Jacko counted the nodules—equal on both sides. “Lord, a harp!” he said in a voice heavy with incredulity.
Fritz stared at him dubiously. “Or a sound-transducer,” he said. “There are common electrical paths through the ironwood, and connections to the crystals. If you applied an alternating current to those contacts, the crystals would excite the strings in sympathy according to the resonant frequency of the particular system. I wonder what on earth it would sound like?”
They looked at each other in silence for a time.
“Jacko, start re-stringing what’s left of this thing while I sort out a power amplifier and a few bits and pieces. Together we can make some be-eautiful music.”

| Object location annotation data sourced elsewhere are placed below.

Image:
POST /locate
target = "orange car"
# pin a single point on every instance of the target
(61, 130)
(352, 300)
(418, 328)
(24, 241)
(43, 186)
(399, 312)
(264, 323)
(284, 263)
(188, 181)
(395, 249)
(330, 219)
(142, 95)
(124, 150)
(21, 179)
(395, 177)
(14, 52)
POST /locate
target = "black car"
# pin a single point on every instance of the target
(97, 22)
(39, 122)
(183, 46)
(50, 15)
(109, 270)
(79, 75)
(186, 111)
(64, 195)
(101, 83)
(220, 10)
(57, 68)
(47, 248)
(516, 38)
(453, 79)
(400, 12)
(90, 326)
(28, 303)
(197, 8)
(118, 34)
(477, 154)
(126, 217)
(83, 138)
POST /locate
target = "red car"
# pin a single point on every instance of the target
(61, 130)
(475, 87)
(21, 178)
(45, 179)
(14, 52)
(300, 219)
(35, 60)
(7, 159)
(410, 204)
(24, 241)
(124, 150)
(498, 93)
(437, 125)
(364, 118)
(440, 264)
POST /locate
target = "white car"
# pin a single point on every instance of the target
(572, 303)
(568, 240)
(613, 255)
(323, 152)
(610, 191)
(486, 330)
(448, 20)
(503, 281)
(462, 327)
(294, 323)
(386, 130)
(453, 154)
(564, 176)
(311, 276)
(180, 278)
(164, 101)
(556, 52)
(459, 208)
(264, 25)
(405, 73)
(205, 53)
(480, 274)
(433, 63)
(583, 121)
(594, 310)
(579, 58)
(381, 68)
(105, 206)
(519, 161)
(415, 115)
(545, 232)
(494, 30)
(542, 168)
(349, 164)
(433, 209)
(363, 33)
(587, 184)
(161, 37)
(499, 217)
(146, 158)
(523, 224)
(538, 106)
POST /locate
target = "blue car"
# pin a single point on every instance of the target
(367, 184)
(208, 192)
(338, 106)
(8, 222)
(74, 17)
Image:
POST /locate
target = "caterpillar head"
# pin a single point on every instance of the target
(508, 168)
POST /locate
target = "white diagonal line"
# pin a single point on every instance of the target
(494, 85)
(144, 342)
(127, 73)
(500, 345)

“Right,” said Jacko, “but if your conception of music is anything like your engineering I’m going to dig out some earplugs too.”
Three
It took three hours to complete the assembly. Fritz disappeared to the communications hut and returned with an assortment of equipment which he appeared to assemble more by inspiration than by design. When everything was ready he switched on. The first results were shattering, and the electronics needed drastic revision before a reasonably tolerable result was obtained.
After some final adjustments Fritz pronounced himself satisfied with the results and dropped into a chair to listen attentively, his gaze wandering to the open shutter and the blood-red sunset trailing nakedly beyond.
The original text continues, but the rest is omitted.